On l’attendait depuis 2020, la crise sanitaire et son contrecoup économique. Tous les trois ans, une vingtaine d’enquêteurs de l’Atelier parisien d’urbanisme (Apur) arpentent les 6 500 rues parisiennes pour un recensement en «dentelle» des commerces de la capitale : ces derniers ont comptabilisé 60 846 commerces dans Paris intra-muros, soit 842 de moins que lors du dernier recensement, traduisant une bonne résistance de l’activité marchande aux chocs des confinements. L’adjoint de la mairie de Paris chargé du commerce, Nicolas Bonnet Oulaldj, sourit de soulagement derrière son pupitre installé en ce mercredi matin dans l’une des salles de l’hôtel de ville : «La catastrophe a été évitée.» «La crise sanitaire est derrière nous, même si elle a laissé quelques traces», complète Soumia Malinbaum, présidente de la Chambre de commerce et de l’industrie (CCI).
Cette enquête confirme que l’hypercentre et sa vingtaine de quartiers répartis entre les quatre premiers arrondissements, en plus des VIe et VIIIe, sont l’eldorado des «commerces de déplacements» chers aux touristes et aux non-résidents de la capitale venus faire du shopping. Alexandre Labasse, directeur général de l’Apur, désigne ainsi ces 8 757 boutiques, la concentration la plus dense de Paris, pour lesquelles les consommateurs bravent froid, métro et foules. En haut du podium, les galeries d’art (32 %) et les enseignes de créateurs comme de fast fashion (20 %).
«Plus vite, plus pressé»
Problème, les loyers s’envolent et les vrais habitants, clients du quotidien, se font rares. CQFD. La présidente de la CCI abonde, les tarifs actuels «sont beaucoup trop chers» pour les professionnels comme pour les habitants. La Mairie assure qu’elle compte approcher «bientôt» le gouvernement pour parler «encadrement de loyers». Ce Paris muséifié de l’hypercentre a la densité de population la plus faible, avec 178 habitants par hectare, contre 250 pour les arrondissements limitrophes. Il est clair que commerçants comme Parisiens sont boutés hors de leurs murs classés, direction les quartiers plus abordables si ce terme encore un sens avec un mètre carré moyen qui reste proche de 10 000 euros à Paris malgré le coup de froid provoqué par la hausse des taux sur le marché immobilier.
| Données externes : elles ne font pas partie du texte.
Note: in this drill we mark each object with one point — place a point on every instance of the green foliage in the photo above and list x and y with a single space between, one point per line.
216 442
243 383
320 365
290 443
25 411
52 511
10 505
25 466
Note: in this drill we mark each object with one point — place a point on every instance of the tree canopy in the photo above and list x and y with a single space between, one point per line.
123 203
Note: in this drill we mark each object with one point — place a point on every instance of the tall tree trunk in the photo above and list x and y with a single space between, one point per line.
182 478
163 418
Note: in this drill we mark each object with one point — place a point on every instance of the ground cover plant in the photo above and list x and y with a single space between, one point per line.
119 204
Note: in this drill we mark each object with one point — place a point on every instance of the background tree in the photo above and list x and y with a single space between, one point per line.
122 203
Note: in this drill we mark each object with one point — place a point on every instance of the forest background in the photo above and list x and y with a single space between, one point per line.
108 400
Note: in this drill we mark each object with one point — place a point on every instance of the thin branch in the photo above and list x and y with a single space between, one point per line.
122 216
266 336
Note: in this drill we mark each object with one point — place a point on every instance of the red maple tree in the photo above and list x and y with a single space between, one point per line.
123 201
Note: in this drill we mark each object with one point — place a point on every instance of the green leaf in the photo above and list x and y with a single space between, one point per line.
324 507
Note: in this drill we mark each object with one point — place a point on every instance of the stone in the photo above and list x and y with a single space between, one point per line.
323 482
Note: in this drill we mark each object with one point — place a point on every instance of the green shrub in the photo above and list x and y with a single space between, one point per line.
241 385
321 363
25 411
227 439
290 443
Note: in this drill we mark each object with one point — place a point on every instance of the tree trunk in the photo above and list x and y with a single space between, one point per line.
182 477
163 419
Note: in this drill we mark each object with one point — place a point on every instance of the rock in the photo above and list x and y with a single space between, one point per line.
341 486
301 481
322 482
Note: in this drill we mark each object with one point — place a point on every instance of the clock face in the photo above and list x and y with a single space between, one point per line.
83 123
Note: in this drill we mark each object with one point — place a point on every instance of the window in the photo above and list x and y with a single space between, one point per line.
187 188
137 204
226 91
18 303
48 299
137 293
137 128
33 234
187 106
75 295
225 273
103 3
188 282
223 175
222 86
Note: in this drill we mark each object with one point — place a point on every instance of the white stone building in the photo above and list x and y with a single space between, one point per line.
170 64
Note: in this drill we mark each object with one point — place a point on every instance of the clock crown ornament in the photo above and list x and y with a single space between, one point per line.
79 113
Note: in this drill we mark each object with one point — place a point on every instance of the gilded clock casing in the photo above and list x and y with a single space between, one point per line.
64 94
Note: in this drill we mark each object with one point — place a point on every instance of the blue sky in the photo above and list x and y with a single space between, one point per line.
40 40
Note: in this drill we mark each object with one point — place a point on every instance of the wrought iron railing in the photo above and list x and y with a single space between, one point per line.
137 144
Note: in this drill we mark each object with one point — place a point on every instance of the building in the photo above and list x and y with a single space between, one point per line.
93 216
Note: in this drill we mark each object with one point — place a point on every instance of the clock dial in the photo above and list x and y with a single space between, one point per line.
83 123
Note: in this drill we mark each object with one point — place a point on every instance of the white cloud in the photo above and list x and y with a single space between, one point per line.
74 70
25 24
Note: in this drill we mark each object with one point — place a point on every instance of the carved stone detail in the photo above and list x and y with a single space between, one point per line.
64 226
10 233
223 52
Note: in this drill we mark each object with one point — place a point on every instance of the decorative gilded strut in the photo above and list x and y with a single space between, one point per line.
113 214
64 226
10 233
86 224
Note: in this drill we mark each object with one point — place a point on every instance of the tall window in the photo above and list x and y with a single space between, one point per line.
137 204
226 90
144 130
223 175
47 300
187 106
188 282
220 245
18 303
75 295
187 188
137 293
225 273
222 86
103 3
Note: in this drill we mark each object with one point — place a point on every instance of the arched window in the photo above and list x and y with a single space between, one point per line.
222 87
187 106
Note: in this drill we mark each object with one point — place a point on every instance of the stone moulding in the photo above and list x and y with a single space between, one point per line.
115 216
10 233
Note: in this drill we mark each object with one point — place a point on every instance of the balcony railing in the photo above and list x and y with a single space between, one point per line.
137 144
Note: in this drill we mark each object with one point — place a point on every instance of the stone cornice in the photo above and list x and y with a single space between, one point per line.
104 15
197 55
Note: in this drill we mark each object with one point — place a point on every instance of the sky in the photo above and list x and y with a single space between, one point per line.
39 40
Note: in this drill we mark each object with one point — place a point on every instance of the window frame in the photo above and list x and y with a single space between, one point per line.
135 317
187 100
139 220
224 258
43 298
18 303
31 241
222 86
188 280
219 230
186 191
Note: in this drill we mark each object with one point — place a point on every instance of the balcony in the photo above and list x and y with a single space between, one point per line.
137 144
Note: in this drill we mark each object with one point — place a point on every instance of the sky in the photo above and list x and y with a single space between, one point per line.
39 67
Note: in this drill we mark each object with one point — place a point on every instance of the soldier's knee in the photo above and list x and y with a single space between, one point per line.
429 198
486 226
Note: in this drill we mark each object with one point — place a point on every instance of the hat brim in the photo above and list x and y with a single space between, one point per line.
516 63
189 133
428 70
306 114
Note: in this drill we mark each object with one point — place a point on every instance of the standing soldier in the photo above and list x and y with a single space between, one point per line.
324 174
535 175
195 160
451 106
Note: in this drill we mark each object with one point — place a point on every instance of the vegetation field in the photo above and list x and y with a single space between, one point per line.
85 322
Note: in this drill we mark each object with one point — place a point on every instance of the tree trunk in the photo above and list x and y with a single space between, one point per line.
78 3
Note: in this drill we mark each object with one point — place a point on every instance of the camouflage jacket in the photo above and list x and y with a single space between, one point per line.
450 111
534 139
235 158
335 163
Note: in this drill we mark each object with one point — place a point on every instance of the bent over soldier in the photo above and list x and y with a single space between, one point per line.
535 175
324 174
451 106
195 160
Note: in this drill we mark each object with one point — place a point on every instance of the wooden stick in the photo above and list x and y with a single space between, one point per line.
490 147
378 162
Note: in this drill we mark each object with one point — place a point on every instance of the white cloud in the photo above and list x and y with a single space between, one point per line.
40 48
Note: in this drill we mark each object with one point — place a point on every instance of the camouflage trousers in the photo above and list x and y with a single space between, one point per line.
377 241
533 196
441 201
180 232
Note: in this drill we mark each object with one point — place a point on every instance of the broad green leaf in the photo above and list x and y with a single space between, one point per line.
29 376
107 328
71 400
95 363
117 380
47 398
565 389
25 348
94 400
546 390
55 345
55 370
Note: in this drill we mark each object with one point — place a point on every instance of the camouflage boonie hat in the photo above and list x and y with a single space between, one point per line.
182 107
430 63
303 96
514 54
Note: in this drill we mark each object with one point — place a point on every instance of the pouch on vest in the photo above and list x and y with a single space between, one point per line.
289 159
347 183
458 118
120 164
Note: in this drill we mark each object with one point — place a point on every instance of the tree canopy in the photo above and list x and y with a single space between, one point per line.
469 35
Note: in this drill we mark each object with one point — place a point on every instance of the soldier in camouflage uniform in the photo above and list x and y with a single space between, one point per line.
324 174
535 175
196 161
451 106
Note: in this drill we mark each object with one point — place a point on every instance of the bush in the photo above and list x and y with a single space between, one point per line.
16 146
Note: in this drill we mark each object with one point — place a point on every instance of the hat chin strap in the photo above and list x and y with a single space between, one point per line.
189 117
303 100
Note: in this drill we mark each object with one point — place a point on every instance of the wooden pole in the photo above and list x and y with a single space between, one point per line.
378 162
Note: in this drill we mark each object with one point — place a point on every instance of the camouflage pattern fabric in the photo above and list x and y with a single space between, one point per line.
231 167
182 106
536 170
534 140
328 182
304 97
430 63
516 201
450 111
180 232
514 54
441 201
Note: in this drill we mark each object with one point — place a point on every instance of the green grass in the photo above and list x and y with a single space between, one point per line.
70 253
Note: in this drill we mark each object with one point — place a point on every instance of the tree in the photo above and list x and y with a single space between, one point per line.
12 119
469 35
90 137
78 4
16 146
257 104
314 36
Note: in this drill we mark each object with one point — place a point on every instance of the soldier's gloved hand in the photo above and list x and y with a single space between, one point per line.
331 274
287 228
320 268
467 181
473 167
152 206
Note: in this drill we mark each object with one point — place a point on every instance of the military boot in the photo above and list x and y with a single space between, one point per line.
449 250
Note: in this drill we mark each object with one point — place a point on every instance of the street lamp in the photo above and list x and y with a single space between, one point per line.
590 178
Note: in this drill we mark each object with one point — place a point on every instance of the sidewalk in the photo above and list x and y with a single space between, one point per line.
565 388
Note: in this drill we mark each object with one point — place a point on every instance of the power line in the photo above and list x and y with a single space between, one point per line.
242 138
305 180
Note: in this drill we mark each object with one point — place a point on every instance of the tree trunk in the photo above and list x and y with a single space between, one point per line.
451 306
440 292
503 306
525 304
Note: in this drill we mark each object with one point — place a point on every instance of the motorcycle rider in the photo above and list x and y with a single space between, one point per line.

Grand gagnant, le Nord-Est de la capitale qui se gentrifie au détriment des classes populaires mais au bénéfice du commerce. Les XIe, XIVe et XIXe arrondissements se disputent ainsi le bout de gras du commerce de proximité. Au sommet, l’alimentation. Nicolas Bonnet-Oulaldj l’annonce comme un slogan, «93 % des Parisiens sont à moins de cinq minutes à pied d’une boulangerie.» Egalement dignes partisans du «plus vite, plus pressé», ils plébiscitent les supérettes et enseignes de centre-ville des géants de la grande distribution. Carrefour, pionnier de l’hypermarché, est le plus implanté avec 309 magasins sur les près de 550 répartis dans l’agglomération. Ses concurrents directs Auchan et Leclerc peinent à s’enraciner. Leur solution pour percer le marché : la nouvelle tendance du drive piéton, des courses faites en quelques clics disponibles en une heure ou deux.
Mobilités douces et ongleries
Reflets des tendances de consommation et modes de vie, certains commerces ont explosé dans la capitale. Les revendeurs de CBD ou cannabidiol dont sont tirés fleurs ou huiles sans THC, ont explosé avec plus de 405 % d’implantation parisienne : 89 boutiques ont vu le jour entre 2020 et 2023. Autre tendance, les mobilités douces, vélo en tête. Les enseignes de vente, location et les ateliers de réparation augmentent de 39 %. Suivent les boutiques de seconde main, majoritairement d’habillement (28 %). Et la petite surprise, les ongleries (20 %). La Mairie garde d’ailleurs un œil sur ces derniers, certaines rues frôlant parfois «le monopole».
Cette étude, réalisée entre mars et avril 2023, ne s’intéresse aux commerces parisiens qu’avec une perspective économique. Impossible d’en savoir plus sur les tendances de consommation ou sur le profil social des habitants répartis entre le centre et le nord-est de la Seine. Cette séparation entre un Paris-musée et un Paris-habité sera prochainement mise à l’épreuve des Jeux olympiques et Paralympiques de Paris 2024 qui attireront des millions de spectateurs dans la capitale et ses environs : loger et divertir ces touristes sera un défi, les nourrir aussi.